Stanford University is actively investigating a recent cybersecurity incident within its Department of Public Safety following claims by the Akira ransomware gang that they had attacked the institution. The university’s spokesperson stated that they are in the process of determining the full extent of the impact, assuring that the incident had not affected other parts of the university or emergency response capabilities, and that the affected system had been secured.
Furthermore, the investigation is being carried out by the university’s information security teams in collaboration with external specialists, with the promise to share more information once it is completed.

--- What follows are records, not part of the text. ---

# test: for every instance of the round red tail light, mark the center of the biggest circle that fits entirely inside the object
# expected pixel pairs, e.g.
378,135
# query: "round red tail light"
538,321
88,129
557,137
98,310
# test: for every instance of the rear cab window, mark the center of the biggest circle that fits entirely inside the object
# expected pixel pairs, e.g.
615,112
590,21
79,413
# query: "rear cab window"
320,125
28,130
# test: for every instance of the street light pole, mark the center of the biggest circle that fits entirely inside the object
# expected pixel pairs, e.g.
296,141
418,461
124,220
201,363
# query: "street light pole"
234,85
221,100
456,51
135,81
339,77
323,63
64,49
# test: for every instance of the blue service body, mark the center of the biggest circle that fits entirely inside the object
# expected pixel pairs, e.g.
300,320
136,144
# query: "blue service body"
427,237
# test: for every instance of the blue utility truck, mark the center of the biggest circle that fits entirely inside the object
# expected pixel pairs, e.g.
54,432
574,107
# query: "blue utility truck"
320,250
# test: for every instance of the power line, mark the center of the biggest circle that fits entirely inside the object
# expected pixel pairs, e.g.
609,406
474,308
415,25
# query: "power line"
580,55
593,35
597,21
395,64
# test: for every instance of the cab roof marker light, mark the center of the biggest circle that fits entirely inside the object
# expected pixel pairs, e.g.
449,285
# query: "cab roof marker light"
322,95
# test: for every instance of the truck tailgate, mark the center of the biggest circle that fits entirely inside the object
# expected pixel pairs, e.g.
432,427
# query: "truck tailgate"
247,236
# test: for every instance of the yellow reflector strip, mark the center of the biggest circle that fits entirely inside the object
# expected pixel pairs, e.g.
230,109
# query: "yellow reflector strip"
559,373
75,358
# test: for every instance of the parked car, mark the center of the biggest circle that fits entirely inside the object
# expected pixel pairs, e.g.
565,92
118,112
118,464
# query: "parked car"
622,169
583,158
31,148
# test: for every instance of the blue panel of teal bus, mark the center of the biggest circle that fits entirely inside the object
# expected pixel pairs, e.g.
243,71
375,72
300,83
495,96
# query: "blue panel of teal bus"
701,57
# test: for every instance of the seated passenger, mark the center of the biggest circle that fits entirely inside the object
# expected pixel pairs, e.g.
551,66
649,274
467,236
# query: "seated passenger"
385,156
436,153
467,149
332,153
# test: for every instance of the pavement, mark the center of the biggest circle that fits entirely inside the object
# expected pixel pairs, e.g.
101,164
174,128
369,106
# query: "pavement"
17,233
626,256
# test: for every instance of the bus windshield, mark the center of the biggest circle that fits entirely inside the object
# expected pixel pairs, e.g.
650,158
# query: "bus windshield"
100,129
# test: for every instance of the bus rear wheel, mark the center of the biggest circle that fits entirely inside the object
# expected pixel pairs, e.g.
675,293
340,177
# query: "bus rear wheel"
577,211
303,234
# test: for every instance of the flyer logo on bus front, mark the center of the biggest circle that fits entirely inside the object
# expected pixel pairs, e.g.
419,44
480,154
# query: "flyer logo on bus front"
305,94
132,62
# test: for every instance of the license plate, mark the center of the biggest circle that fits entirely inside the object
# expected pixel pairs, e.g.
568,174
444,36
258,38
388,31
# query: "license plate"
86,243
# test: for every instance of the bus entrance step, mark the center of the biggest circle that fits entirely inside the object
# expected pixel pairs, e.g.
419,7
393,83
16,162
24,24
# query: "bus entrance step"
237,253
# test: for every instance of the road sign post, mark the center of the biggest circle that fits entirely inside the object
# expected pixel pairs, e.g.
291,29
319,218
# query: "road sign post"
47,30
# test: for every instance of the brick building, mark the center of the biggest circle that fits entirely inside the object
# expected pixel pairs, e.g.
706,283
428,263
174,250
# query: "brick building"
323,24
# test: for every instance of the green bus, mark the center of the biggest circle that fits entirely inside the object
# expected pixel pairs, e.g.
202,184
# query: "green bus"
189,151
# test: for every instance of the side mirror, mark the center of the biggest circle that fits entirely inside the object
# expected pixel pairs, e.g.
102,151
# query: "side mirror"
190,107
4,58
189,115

The Akira ransomware gang claimed responsibility for the attack and asserted that they had stolen 430 gigabytes of data from Stanford University, marking another instance of U.S. educational institutions falling prey to cyber threats in recent times. Stanford joins a growing list of schools facing ransomware attacks, with the University of Michigan having to disconnect from the internet in August to thwart an attack. The Akira gang has been active this year, targeting not only schools but also government entities. Additionally, cybersecurity companies Avast and Arctic Wolf have uncovered connections between the gang and the Conti operation, a now-defunct ransomware group responsible for various high-profile attacks on governments worldwide.
Notably, Stanford University had previously dealt with a cybersecurity incident in 2021 when the Clop ransomware gang compromised the Accellion File Transfer Appliance (FTA) software, leading to the theft and release of personal information, including Social Security numbers, obtained through a software vulnerability in Stanford Medicine. These incidents highlight the persistent and evolving threat landscape educational institutions face, necessitating ongoing vigilance and cybersecurity measures to safeguard their data and operations.